Projects that are likely candidates for the Momentum Fund include a muscle cell therapy for treating ALS; a novel drug against bone cancer; an automatic system for the elderly to detect falls in the home; nano-antennas for solar energy harvesting; a wound-healing cream; a special herbicide; cyber-protection software; optical chips and many more.
“Ramot gets the technology in the middle stage, when a patent exists but the product is not yet validated. The Momentum Fund will deal with how to get to the final stages. I don’t think any other academic institution in Israel, or the world, has anything similar,” notes Nimrodi. “It’s an innovative idea in itself.”
Fits Tata’s innovation strategy
Obviously, the leaders of Mumbai-based Tata Industries agree.
This company initiates and promotes ventures in sectors including control systems, information technology, financial services, auto components, advanced materials, telecom hardware and telecommunication services for the huge Indian conglomerate Tata Group. The Momentum Fund outlay is Tata’s first major investment in Israel.
The university is now in the process of securing an additional $15 million for the fund from a variety of sources.
“When we sat down last year to structure this, we felt we needed to find strategic partner to anchor the fund,” says Nimrodi, who entered Ramot around the same time, following a long career in high-tech in Israel and the United States.

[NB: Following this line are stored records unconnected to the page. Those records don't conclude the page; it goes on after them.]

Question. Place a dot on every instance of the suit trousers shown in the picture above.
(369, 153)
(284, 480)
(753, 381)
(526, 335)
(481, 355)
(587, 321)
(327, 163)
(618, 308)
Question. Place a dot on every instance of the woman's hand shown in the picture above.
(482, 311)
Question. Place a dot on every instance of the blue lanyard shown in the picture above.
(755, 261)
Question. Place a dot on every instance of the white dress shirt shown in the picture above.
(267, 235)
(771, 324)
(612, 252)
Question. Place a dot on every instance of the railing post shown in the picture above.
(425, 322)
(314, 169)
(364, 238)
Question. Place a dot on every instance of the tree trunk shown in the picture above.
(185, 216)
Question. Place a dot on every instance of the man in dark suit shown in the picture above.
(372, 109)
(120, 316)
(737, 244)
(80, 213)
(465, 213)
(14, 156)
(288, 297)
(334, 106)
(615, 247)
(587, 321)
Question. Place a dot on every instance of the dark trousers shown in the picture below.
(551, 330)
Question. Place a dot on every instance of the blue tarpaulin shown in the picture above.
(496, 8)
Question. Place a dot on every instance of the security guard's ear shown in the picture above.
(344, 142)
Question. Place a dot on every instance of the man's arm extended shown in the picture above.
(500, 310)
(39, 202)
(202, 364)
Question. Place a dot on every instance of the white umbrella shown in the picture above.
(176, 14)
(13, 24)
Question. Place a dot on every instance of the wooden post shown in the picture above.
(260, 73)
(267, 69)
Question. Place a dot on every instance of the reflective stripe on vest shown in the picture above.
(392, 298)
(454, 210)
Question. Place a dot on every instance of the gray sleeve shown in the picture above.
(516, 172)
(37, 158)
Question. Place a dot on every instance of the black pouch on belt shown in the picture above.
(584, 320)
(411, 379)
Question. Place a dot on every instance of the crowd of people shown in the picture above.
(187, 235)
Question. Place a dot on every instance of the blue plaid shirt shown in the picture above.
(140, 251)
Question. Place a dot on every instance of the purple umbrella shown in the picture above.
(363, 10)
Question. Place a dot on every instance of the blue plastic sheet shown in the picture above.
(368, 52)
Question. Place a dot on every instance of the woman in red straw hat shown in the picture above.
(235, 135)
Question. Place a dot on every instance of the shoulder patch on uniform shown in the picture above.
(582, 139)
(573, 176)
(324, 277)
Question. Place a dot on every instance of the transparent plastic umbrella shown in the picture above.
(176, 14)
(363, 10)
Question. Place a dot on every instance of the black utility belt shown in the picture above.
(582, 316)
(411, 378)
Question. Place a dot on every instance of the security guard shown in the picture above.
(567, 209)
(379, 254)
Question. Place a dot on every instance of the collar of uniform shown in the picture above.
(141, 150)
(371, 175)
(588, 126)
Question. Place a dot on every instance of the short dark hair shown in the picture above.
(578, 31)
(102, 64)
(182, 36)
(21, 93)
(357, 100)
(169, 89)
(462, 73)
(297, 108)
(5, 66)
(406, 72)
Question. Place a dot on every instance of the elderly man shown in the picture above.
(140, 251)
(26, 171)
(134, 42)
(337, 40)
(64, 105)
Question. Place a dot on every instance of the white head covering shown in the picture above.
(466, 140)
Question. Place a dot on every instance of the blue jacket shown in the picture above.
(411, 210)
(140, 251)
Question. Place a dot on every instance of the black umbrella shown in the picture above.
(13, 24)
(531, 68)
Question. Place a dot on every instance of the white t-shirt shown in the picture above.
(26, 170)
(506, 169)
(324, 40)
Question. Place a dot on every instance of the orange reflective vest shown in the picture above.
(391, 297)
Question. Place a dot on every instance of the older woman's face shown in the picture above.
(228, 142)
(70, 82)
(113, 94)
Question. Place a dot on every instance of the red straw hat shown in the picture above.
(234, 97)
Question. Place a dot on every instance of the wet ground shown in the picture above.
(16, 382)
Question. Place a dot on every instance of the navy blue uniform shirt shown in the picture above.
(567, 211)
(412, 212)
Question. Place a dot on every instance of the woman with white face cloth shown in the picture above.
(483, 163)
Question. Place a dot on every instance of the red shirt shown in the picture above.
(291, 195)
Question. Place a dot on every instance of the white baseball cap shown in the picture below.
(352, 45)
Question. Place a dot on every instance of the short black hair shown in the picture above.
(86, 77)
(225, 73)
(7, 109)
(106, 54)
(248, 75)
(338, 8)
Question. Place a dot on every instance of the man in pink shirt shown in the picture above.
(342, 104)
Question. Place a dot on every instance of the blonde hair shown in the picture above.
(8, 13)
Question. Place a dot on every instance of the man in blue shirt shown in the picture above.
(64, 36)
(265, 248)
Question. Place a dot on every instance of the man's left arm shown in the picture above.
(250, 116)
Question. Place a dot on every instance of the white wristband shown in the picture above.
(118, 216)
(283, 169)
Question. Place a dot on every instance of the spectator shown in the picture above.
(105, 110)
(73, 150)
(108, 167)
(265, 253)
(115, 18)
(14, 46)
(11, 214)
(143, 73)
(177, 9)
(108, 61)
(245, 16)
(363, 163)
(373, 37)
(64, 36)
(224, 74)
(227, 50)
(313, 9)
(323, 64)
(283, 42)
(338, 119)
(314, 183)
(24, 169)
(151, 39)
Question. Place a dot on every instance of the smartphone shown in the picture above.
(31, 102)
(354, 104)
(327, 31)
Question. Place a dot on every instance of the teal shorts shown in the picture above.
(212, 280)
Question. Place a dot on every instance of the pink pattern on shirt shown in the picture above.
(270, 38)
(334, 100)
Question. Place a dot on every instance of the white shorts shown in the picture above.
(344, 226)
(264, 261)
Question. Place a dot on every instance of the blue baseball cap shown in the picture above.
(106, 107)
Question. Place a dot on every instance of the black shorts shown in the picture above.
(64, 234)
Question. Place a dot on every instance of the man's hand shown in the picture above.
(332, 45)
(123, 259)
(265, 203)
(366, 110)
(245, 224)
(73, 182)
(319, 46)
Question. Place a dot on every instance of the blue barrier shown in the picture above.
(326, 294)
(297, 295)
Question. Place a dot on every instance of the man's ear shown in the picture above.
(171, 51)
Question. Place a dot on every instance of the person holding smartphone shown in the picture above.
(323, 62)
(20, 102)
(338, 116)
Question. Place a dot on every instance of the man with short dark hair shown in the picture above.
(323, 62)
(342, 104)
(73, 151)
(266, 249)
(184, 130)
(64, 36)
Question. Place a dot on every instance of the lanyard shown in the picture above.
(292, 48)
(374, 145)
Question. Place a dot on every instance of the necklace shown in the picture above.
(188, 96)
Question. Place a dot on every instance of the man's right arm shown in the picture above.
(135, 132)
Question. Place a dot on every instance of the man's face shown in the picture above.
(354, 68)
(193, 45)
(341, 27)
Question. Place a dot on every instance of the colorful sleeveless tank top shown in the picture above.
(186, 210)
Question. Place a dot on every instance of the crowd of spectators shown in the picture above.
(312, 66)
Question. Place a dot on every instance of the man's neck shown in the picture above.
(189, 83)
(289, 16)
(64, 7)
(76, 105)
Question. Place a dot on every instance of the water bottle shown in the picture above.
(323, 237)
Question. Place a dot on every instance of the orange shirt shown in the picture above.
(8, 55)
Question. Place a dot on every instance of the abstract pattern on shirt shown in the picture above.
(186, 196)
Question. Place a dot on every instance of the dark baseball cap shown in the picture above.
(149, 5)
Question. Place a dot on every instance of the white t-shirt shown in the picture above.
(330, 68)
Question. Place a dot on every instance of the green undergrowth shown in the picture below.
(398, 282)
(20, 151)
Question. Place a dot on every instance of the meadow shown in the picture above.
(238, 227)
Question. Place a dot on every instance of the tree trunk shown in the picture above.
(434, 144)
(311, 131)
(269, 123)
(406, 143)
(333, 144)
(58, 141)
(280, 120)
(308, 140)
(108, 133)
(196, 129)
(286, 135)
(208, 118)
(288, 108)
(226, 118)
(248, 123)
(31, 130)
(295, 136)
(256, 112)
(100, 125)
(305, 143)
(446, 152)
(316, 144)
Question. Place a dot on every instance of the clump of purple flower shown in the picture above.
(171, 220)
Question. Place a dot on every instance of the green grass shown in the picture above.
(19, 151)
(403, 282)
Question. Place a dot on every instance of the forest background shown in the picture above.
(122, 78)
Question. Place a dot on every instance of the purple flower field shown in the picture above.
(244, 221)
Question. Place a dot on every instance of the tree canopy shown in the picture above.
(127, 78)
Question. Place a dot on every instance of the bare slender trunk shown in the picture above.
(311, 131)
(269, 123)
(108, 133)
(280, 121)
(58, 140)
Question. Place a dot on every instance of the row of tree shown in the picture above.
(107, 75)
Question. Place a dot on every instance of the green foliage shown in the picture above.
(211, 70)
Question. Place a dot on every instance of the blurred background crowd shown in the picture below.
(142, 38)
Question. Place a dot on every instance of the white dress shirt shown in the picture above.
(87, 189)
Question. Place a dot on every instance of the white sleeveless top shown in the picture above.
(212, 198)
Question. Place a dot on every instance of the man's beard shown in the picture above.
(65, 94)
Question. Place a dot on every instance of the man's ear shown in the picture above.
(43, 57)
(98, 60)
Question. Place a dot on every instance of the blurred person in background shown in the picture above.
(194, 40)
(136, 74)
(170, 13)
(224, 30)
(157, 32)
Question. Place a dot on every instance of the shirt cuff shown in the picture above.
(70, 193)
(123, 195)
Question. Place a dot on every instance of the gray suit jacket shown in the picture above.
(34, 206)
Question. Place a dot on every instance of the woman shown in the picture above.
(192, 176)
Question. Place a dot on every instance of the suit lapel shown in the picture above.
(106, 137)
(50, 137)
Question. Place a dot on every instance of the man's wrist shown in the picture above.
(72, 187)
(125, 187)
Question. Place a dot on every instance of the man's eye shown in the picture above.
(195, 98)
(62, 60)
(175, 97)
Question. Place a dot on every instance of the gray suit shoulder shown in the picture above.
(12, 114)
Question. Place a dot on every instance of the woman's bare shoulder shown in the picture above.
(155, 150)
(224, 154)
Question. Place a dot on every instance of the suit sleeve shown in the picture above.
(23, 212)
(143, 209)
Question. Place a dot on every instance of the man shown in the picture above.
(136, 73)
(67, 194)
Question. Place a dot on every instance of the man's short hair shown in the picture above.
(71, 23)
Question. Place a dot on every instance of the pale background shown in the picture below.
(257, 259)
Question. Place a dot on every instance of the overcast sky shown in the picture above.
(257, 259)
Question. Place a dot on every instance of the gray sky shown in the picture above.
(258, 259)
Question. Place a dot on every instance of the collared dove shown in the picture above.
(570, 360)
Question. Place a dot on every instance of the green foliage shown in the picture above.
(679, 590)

“We wanted a company with a diversified portfolio to match the wide range of technologies that we have at TAU; we wanted a global company with scale that is growing fast; and since this isn’t a venture capital fund, we looked for a company in the East because we believe these markets are key. It was then clear that India was a target for us.”
Taking advantage of ties already established through India-Israel Forum conferences established five years ago by former TAU Executive Dr. Gary Sussman, Nimrodi zeroed in on the best potential partner.
“Tata fits the description perfectly. They increased revenues from $20 billion to $100 billion in five years and they’re going toward $500 billion in the next 10 years,” says Nimrodi.
A Tata delegation of 13 scientists came to TAU to see more than 70 technologies in the process of evaluation. “They concluded that this is a structure that would fit well with their innovation strategy,” says Nimrodi. “They get access to a top research institution, promising innovation on a right-of-first-opportunity basis; and a good financial investment.”
Technology transfer has substantial income potential. Israel’s Weizmann Institute of Science, for example, collects about $300 million in annual revenues from royalties on technologies licensed out over the past 13 years.
The revenue-sharing model at Ramot channels 40 percent to inventors, 40% to TAU and 20% back to the inventor’s lab.